As an instructor for two courses that can get a reputation as the more difficult courses in chemical engineering, I try my hardest to break down barriers and intimidation in my courses. I recognize that each cohort of students creates a unique classroom environment that must be tailored and nurtured in order to achieve this goal. Some of the tenants that I retain throughout each semester include:
- creating a learning environment rich in resources by providing clear examples of how the textbook material corresponds to real chemical engineering careers and supplemental learning material in addition to the textbook
- applying an active discovery learning approach via utilizing homework and in class exercises to reinforce knowledge presented in lecture material
- following a holistic approach to education by being approachable and understanding when students are struggling not just with the content, but mentally or physically as well
- promoting critical thinking skills and social learning by asking open-ended questions, having students complete homework in groups, and having students work through the process of arriving at an answer rather than memorizing material
Fall Semester: Separation Processes (CME 415, Junior Year)
- Students learn about equilibrium-based separations, primarily distillation
- Students learn about separation methods, including: liquid-liquid extraction, solid-liquid extraction, chromatography, and membranes
- Students learn to apply Aspen simulations to separations
- Students complete a design project, report, and presentation using Aspen to simulate a separation design problems
Selected Student Feedback:
- Dr. Givens taught things well, and seemed to be excited about teaching the course.
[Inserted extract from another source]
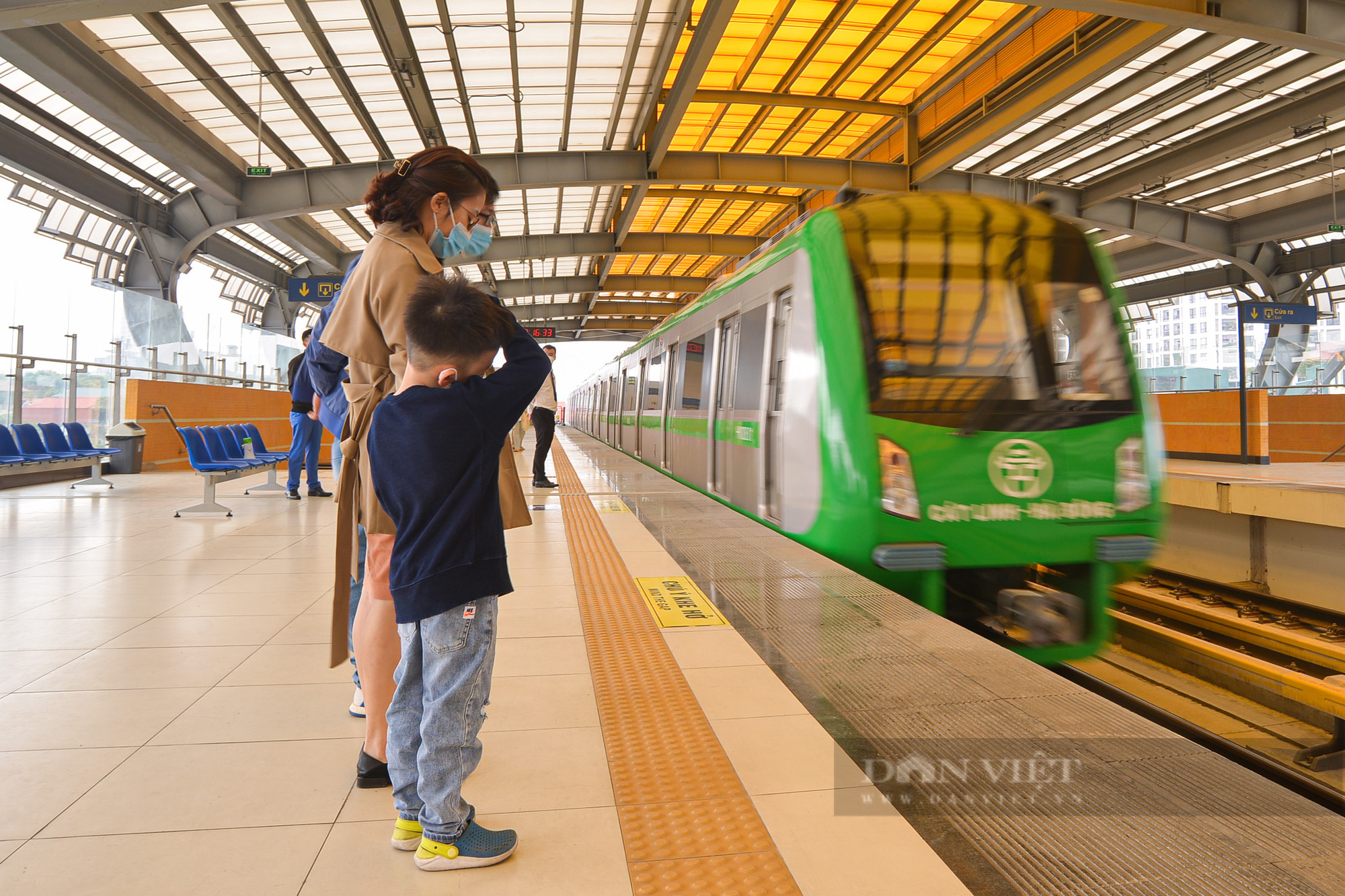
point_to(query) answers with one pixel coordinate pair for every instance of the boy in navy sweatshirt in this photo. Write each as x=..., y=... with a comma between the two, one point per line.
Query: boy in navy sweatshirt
x=435, y=455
- Dr. Givens is very personable to her students. Somehow she knows everyone's name.
- Dr. Givens usually makes you think about questions when you ask them so she is not just giving you the answer and you need to figure it out more on your own.
Spring Semester: Engineering Thermodynamics (CME 320, Sophomore Year)
- Students are introduced to thermodynamic concepts in physical and chemical processes
- Students learn how to apply material and energy balances to open and closed systems
- Students learn how to select and apply appropriate equations of state to solve thermodynamic problems
- Students learn to apply Excel to solve thermodynamic problems
- Students are introduced to chemical reaction equilibrium thermodynamics
- Students are introduced to real world chemical engineering applications of thermodynamics including: rocket science, Joule-Thomson expansion in cancer therapy and natural gas, chemical reactions in solar water splitting, rusting, methane combustion, and biological reactors
Selected Student Feedback:
- I just wanted to say thank you for making my transition back into engineering school not as brutal as I thought it would be! I was extremely nervous after years of being out of school and I am sure that showed. You are a great professor and extremely fair. I learned a great deal this semester and the way you taught the class kept me engaged.
- Dr. Givens was always available to help if I was confused. She provided a voice of reason that I really appreciated. Even when I was stressed out over the material, I found it calming to talk to her about what I was struggling with in class.
- I think the most helpful part of her being a professor in this course is that she tries to make thermodynamics less intimidating. I think she succeeds at this extremely well. I came into the class thinking it was going to be a nightmare, but now, I feel extremely confident in my ability to do thermodynamics. I have even been able to help my friends in mechanical engineering do their thermo homework and explain the complicated concepts. I think Dr. Givens teaches us versatility and has a great engineering class setup.